Q token mark QUADPublic Accountability

Chain-local authority

Governance Guide

Governance should be readable before it is powerful: which chain is touched, what action is requested, what machine gate still applies, and what public claim changes if it passes.

Governance can change policy only through the owning chain's published process. It cannot vote private desire into admitted state where machine law refuses by design.

Governance Experience Contract

Every proposal should show the authority it asks to use and the refusal boundary it cannot skip.

AreaWhat public pages should showWhat they must not imply
Proposal typeChain, module or surface, requested action, affected authority, threshold class, and whether execution is automatic, delayed, gated, or manual-public.A proposal title is not enough to infer scope, power, custody, or execution.
PreviewExpected machine consequence, public claim changed, route or parameter affected, rollback surface, and refusal condition.A preview is not execution, admission, settlement, or proof that the machine will accept it.
Voter viewQuorum, veto, bonded threshold, vote period, execution delay, affected public claims, and whether stronger evidence is still required.A passing vote is not permission to ignore hard-law gates or destination-owned authority.
Failure stateWhether failure came from vote, quorum, veto, threshold, machine gate, execution, post-execution proof, expiry, or refusal.A failed proposal should not be summarized as vague community rejection or hidden success.
Emergency proposalExtra caution label, evidence required, affected surfaces, fallback state, expiry, review path, and public downgrade behavior.Emergency wording must not reveal sensitive steps or imply panic, private override, or financial certainty.
Hard-law boundaryWhat cannot be changed by ordinary vote, what requires migration, and what remains impossible unless the owning chain publishes new law.Governance cannot vote past a chain's own refusal design merely because a crowd wants it.

Proposal Reading Order

Read proposals like state transitions, not campaign slogans.

1. Owner

Which chain, module, or public surface owns the authority?

2. Action

What exactly changes if it passes: parameter, route, role, treasury label, endpoint, or publication state?

3. Gate

Which vote threshold, machine gate, delay, proof, or review condition still applies?

4. Boundary

What remains impossible, refused, private, destination-owned, or not yet public?

5. Receipt

Which transaction, record, status update, or receipt proves the result?

Proposal Types

  • Parameter: changes a public parameter under the owning chain's process.
  • Upgrade: changes software or state transition behavior after published gates pass.
  • Endpoint: changes public route labels, fallback posture, or endpoint metadata.
  • Treasury or reserve label: changes public accounting labels only where source evidence supports it.
  • Route: changes Bridge, relayer, host, refund, or destination-handoff posture.
  • Service: changes Infra work class, proof class, retention, or provider posture.
  • Market: changes Liquid lane, wrapper, risk, settlement, or motion posture.

Vote State Labels

  • Draft: public idea, not an active proposal.
  • Submitted: proposal exists but is not passed.
  • Voting: vote period is active.
  • Passed: voting condition passed; machine and execution gates may remain.
  • Rejected: voting condition failed.
  • Executed: machine consequence is applied and public proof is available.
  • Refused: the chain rejected the action despite the surrounding process.

Failure Labels

A useful proposal page says how it failed. That matters more than whether it sounds dramatic.

Vote failed

The result did not meet its public voting condition.

Quorum failed

Participation did not meet the required threshold.

Vetoed

The veto condition blocked the proposal.

Machine gate failed

The proposal passed socially but could not pass the owning chain's execution gate.

Execution failed

The accepted action did not apply successfully.

Proof missing

The public result cannot be upgraded until proof or status evidence is published.

Expired

The proposal or its execution window passed without a valid result.

Refused

The owning chain or surface rejected the interpretation or action.

Emergency Proposals

Emergency governance needs stronger labels, not louder wording.

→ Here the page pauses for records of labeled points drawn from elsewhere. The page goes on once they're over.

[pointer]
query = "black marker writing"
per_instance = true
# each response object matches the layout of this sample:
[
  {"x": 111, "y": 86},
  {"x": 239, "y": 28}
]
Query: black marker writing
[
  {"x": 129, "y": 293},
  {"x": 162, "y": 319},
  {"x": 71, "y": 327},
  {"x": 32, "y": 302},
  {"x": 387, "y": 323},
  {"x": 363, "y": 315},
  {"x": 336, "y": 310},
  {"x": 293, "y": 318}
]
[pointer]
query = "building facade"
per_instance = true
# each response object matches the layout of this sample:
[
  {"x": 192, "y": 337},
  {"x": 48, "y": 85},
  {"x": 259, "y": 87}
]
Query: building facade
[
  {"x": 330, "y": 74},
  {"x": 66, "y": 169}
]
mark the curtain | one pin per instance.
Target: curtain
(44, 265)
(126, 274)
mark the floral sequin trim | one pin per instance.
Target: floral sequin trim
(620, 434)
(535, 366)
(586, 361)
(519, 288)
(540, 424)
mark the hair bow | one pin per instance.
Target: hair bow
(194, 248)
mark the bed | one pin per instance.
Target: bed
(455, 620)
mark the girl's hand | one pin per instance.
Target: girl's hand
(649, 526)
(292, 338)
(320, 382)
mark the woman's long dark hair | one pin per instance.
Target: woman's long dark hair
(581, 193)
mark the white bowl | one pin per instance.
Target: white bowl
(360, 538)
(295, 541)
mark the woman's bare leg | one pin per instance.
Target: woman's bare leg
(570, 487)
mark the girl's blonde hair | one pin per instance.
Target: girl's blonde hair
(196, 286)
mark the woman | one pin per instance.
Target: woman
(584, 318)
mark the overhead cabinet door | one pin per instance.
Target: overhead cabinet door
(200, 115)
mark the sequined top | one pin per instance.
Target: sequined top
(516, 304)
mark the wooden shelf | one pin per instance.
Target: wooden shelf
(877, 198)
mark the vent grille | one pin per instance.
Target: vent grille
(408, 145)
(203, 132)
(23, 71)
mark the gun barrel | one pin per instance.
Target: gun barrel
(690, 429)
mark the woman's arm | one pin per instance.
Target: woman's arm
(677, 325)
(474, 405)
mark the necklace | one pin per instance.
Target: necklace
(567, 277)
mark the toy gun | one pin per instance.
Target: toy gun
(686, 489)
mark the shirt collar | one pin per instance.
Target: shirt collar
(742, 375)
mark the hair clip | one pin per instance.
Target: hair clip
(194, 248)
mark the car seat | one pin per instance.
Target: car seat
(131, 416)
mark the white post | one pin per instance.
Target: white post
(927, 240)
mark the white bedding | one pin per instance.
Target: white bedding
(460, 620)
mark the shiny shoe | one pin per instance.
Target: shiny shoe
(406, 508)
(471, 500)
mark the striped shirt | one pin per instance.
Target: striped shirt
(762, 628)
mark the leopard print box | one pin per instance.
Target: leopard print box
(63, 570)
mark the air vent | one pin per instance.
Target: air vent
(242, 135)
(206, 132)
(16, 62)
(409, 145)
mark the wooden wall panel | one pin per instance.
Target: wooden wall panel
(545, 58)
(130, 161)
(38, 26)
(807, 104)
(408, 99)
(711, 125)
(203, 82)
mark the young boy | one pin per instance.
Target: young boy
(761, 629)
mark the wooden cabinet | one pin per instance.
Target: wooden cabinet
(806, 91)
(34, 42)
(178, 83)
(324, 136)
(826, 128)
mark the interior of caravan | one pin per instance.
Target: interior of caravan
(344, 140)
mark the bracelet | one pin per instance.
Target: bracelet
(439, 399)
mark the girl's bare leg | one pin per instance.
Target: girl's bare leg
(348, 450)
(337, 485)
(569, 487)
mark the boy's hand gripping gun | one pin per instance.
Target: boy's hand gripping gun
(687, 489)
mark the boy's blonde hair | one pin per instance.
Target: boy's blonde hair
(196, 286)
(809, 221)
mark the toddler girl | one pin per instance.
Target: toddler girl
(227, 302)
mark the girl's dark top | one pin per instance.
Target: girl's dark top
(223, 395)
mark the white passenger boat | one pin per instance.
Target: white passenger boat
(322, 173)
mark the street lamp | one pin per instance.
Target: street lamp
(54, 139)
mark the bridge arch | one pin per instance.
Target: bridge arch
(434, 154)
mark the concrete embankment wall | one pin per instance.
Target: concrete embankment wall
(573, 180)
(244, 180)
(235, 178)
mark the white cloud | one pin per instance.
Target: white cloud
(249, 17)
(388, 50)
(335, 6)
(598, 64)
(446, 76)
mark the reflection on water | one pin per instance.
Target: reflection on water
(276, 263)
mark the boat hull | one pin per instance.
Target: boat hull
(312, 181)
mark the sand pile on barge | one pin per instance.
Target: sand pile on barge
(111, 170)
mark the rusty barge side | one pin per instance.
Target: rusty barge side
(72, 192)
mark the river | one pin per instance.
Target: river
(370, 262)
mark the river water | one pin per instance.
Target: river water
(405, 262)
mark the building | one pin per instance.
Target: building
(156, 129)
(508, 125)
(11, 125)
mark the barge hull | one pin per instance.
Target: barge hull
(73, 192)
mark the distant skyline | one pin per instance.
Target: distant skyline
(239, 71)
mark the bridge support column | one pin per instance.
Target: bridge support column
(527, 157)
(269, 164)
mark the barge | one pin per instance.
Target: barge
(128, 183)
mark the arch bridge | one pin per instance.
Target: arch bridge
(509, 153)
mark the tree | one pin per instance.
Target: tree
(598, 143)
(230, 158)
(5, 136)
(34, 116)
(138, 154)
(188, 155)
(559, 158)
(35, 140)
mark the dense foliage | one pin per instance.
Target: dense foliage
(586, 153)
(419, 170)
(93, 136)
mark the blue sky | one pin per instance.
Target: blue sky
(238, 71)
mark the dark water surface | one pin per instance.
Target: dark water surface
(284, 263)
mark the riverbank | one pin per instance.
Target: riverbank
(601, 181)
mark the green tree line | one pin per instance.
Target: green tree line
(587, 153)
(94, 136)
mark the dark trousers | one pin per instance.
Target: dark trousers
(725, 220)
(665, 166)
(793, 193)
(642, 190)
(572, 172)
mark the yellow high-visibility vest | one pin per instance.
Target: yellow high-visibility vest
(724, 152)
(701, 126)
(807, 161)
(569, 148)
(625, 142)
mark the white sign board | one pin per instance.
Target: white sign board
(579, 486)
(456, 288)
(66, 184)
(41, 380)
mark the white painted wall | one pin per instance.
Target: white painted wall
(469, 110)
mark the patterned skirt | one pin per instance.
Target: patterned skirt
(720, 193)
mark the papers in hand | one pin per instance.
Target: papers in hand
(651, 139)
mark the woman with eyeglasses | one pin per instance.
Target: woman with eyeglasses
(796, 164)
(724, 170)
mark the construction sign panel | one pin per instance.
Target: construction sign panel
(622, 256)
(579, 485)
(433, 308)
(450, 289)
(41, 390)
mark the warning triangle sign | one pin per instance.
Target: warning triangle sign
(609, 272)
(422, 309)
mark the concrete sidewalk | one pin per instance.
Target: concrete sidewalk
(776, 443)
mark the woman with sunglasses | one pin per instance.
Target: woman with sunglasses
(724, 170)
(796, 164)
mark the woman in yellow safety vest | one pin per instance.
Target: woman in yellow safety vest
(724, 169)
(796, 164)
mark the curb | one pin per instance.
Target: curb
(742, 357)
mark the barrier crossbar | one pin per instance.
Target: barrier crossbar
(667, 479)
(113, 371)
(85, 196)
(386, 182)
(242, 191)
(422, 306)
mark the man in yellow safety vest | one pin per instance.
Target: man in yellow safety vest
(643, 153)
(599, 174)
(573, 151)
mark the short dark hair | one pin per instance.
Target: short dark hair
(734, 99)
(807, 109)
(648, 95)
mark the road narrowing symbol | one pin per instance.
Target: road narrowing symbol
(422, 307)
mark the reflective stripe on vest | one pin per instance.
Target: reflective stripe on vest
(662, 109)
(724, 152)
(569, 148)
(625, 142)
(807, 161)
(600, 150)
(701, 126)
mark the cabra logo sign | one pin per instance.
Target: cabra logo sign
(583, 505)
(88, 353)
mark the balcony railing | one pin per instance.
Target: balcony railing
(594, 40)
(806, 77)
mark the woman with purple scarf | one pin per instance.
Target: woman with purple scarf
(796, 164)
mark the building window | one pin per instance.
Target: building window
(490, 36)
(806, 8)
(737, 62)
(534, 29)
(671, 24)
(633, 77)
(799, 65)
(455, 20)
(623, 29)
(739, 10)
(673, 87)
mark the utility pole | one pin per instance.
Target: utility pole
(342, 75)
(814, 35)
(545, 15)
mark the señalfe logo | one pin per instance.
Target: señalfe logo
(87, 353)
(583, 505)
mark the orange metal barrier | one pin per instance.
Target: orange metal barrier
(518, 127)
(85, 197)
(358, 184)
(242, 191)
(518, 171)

LabelRequired public informationBoundary
EvidenceWhat public evidence justifies urgency and which surface owns it.Do not publish sensitive exploit details or private recovery steps.
Affected areaChain, route, endpoint, module, service, market lane, or public claim affected.Do not imply stack-wide failure unless every owning surface says so.
FallbackPaused, degraded, refused, quarantined, rollback, recovery, or restored state.Fallback does not mean final repair or repayment unless proved.
ReviewWho or which process can publish the next status update.Do not rely on private chat as the only public record.

Community Boundary

Community channels can coordinate, ask, report, and review. They do not become governance authority by being busy.

Can do

Ask status questions, report bugs, review public docs, point to broken links, discuss proposals, and request clearer evidence labels.

Cannot do

Create allocation, reward eligibility, governance rights, custody, admission, redemption, or launch state.

Should preserve

Links to public pages, proposal ids, receipt ids, exact refusal labels, and owning surface names.

Should avoid

Private keys, seed phrases, payment details, private access routes, unsupported price talk, and entitlement framing.